I.

I’ve recently been learning about programming languages, parsers, and interpreters—mainly by reading Bob Nystrom’s Crafting Interpreters. And one concept I’ve found most interesting so far is that of formal grammars.

A formal grammar is a set of production rules for transforming or rewriting strings in some language. For example, here’s (a simplified version of) the formal grammar of Lox, the programming language implemented in Crafting Interpreters:

program   => statement* EOF
statement => exprStmt | printStmt | block
exprStmt  => expression ";"
printStmt => "print" expression ";"
block     => "{" statement* "}" ;
...
primary   => NUMBER | STRING | "true" | "false" | "nil"
             | "(" expression ")" | IDENTIFIER

Each rule describes how we might break down a symbol into constituent symbols:

  1. A program is one or more statements followed by the end-of-file symbol.

  2. A statement is an expression statement, print statement, or block.

  3. An expression statement is an expression followed by a semi-colon.

  4. A print statement is a “print” followed by an expression followed by a semi-colon.

  5. A block is an opening brace followed by one or more statements followed by a closing brace.

    …and so on, until…

  6. A primary symbol is a literal value—a number, string, boolean, nil—a grouped expression, or an identifier.

The grammar starts with a start symbol, “program”, in the first rule. Symbols (like literals and identifiers) that can’t be further decomposed into other symbols are terminal symbols, while the symbols that can are non-terminal.

By applying the grammar rules from top to bottom, we can “produce” valid sequences. For example, we can choose to generate one statement, make it a print statement, and use “3” as the expression, which produces the sequence, print 3;. And with a different choice in each step, we get a different output sequence.

The set of all possible sequences we can generate with this process is called the language of the grammar. Lox has a recursive grammar: expressions can contain other expressions, as in most other programming languages. So its language set is infinite.

We can also use the grammar rules to parse sequences and check for errors.
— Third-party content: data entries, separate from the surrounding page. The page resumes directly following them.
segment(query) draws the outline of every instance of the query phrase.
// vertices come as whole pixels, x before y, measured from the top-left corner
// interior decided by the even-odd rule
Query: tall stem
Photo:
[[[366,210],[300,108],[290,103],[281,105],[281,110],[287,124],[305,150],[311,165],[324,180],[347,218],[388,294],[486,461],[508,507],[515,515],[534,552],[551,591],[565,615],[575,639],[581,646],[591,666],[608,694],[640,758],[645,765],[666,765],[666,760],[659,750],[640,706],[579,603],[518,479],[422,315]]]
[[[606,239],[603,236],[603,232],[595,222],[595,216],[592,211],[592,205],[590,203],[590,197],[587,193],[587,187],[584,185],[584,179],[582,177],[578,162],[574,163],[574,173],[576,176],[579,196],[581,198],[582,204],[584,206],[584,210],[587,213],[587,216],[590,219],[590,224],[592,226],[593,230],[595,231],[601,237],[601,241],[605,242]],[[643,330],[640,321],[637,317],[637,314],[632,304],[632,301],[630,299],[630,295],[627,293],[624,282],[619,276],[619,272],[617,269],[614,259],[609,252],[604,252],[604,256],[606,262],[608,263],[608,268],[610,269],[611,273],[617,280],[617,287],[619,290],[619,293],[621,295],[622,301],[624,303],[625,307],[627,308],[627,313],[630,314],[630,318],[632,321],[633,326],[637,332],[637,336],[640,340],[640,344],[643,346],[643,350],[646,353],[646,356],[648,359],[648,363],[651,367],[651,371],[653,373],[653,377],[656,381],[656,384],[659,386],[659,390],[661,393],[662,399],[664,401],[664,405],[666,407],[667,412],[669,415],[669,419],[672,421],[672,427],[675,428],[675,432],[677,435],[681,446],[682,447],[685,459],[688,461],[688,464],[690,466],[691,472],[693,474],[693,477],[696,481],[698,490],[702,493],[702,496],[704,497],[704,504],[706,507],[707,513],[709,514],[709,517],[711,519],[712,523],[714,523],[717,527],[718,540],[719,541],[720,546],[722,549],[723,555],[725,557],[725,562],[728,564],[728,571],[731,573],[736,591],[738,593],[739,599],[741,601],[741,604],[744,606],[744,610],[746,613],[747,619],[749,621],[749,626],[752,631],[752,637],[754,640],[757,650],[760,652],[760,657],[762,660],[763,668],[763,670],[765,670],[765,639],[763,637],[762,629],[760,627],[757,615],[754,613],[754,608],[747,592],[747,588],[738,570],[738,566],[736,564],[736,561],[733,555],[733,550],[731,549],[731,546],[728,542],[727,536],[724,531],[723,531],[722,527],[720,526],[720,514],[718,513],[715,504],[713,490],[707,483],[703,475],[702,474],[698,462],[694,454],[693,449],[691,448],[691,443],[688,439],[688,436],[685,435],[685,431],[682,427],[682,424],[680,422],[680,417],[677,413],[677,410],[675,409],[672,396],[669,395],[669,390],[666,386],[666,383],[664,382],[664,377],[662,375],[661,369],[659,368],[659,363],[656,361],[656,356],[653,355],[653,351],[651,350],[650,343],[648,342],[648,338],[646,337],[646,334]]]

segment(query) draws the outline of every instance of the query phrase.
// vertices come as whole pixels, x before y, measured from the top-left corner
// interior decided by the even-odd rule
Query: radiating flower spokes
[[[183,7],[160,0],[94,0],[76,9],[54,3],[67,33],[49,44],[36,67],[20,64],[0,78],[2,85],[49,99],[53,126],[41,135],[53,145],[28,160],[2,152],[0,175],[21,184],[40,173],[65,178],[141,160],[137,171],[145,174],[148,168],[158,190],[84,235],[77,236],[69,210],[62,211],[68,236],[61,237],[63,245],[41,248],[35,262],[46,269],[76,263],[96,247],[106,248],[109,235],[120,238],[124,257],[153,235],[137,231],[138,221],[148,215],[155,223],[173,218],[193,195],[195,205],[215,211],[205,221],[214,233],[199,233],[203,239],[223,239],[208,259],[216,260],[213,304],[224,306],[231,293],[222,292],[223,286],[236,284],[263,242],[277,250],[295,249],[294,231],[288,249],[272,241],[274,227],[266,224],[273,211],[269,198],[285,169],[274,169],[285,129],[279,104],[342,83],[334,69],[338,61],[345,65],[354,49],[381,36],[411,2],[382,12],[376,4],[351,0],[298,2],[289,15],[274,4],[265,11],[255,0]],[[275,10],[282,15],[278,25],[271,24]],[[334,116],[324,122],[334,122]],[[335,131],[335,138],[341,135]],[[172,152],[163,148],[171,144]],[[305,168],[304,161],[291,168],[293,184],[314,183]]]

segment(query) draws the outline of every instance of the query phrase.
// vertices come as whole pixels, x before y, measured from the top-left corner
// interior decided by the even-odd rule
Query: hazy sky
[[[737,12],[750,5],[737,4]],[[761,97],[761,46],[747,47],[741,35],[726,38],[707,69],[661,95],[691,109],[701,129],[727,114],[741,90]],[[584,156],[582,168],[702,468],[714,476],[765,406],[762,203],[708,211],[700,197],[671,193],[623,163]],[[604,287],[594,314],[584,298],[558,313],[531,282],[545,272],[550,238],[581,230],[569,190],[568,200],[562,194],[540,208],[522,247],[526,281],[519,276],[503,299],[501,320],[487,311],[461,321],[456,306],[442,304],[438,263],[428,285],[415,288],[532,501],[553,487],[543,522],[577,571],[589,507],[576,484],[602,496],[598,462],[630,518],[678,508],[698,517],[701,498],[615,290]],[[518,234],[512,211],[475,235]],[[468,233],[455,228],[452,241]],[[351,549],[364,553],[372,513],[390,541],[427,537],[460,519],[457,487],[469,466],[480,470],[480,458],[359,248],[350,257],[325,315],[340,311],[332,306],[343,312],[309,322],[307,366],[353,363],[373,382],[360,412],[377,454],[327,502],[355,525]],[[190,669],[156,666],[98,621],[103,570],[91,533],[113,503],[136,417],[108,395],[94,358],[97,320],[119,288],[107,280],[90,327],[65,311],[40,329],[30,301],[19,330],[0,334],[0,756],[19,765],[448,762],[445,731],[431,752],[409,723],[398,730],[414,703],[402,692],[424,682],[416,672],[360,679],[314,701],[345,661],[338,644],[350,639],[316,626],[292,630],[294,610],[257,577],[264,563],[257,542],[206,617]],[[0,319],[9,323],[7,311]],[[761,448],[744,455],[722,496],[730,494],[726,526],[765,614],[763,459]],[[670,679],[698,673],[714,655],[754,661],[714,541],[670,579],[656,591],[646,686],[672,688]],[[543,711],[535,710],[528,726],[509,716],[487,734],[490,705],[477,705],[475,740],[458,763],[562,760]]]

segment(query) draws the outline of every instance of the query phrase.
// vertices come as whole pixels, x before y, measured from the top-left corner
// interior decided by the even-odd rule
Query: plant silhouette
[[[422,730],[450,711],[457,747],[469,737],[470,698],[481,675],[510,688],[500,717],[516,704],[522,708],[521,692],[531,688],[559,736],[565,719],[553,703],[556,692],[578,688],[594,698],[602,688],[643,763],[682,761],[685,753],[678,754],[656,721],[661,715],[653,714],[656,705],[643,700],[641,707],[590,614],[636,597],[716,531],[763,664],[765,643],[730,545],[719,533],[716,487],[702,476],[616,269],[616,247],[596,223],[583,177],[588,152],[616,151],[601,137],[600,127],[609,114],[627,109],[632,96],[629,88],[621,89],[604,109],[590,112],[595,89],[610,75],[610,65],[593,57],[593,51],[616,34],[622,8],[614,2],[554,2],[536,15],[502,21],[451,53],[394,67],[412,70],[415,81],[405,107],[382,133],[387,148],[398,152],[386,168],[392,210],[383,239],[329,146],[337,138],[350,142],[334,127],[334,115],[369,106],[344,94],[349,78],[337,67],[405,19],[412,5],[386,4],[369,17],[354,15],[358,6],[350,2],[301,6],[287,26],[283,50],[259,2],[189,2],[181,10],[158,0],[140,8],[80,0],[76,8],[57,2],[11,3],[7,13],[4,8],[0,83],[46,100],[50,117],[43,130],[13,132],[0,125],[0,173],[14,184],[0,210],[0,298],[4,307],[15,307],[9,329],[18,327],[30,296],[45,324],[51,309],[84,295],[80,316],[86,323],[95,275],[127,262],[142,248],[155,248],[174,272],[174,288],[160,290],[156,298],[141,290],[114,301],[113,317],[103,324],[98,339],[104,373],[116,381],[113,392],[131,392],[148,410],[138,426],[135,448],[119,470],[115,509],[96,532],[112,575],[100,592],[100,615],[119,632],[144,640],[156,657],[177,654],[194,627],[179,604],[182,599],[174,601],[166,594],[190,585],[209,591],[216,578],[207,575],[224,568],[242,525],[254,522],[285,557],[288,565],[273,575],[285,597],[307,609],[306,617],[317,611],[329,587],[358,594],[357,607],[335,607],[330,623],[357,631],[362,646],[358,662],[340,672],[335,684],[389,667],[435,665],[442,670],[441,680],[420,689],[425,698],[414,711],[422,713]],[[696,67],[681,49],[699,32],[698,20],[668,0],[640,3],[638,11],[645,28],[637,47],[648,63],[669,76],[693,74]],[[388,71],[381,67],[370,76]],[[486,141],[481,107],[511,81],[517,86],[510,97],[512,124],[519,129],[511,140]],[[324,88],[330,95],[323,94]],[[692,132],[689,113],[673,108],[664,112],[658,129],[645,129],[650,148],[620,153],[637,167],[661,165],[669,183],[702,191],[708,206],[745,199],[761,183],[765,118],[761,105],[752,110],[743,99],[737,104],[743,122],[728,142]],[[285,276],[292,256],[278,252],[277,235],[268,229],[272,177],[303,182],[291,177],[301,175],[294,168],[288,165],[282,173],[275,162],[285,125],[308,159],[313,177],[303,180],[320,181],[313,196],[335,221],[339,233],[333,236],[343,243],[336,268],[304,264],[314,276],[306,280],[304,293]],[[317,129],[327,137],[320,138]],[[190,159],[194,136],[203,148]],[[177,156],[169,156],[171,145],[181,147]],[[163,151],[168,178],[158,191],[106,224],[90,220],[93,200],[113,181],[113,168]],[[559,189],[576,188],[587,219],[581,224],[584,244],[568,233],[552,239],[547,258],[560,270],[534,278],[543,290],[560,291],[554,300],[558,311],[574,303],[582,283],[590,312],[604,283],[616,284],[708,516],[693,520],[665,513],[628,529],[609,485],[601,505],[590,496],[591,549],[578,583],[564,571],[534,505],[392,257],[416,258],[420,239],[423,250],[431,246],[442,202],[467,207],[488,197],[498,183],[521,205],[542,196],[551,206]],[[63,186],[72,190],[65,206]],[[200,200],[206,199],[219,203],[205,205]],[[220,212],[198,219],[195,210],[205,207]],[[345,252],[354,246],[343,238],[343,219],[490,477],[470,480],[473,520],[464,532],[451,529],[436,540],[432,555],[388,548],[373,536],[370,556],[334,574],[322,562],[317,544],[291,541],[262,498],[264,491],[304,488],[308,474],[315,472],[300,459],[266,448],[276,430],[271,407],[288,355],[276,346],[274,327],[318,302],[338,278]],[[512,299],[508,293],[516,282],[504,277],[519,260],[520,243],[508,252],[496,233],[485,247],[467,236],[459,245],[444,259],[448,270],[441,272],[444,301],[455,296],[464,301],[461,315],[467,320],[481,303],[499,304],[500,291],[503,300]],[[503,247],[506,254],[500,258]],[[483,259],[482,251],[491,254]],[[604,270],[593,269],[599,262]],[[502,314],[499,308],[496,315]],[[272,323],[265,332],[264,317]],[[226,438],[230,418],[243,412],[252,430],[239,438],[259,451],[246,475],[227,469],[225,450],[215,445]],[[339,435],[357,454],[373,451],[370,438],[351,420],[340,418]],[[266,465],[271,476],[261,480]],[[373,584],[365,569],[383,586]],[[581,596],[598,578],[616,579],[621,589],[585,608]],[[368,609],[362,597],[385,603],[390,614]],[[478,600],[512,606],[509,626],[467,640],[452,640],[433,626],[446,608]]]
We can apply the rules in the above grammar to convert this sequence:

print "hello " + "world";
false || true;
print 3 / (4 + 2);

…into this tree:

[
  {
    "type": "print_statement",
    "params": {
      "expression": {
        "type": "binary_expression",
        "params": {
          "operator": "+",
          "left": "\"hello \"",
          "right": "\"world\""
        }
      }
    }
  },
  {
    "type": "binary_expression",
    "params": {
      "operator": "||",
      "left": "false",
      "right": "true"
    }
  },
  {
    "type": "print_statement",
    "params": {
      "expression": {
        "type": "binary_expression",
        "params": {
          "operator": "/",
          "left": "3",
          "right": {
            "type": "binary_expression",
            "params": {
              "operator": "+",
              "left": "4",
              "right": "2"
            }
          }
        }
      }
    }
  },
  {
    "type": "EOF"
  }
]

We know a sequence is not in the language set if we cannot parse it according to the production rules. In the example below, we first find a block statement and recursively parse its inner statements. But then we find that the outer block has no closing brace, so the sequence is invalid.

{
  print "hello";
  print "world";

II.

After reading the section in Crafting Interpreters on formal grammars, I planned to write a detailed post about implementing a parser for a formal grammar. I was going to use (a simplified version of) Markdown for the language itself, because I felt Markdown was pretty popular and had a small syntax.

But on closer look, I realized writing the grammar and parser for Markdown wouldn’t be as straightforward as it was for Lox.

Lox’s grammar is carefully designed to be unambiguous: the symbols within a print statement must form an expression; the symbols within a block must be statements. But Markdown doesn’t work the same way.

As one example, Markdown uses asterisks to emphasize text: *text* for <em>text</em> and **text** for <strong>text</strong>.

We can specify a basic formal grammar as below:

text-run => ( strong | em | text )*
strong   => "**" text-run "**"
em       => "*" text-run "*"
text     => [a-zA-Z0-9]+

But this grammar rejects *text, text*, **text, and text** as badly-formed sequences, while Markdown interprets them as plain text.

Programming languages aim to be air-tight with their grammar and enforce correctness by returning parsing errors for invalid sequences—see the Go, JavaScript, and Python specifications, for example. But just like HTML, Markdown tries to find the most reasonable output any the given input. Hence, the popular variants of Markdown, like CommonMark and GitHub Flavoured Markdown, have informal specifications written with prose, examples, and test cases instead of a formal grammar.

As for my blog post, I’ll have to find a less ambiguous language to use.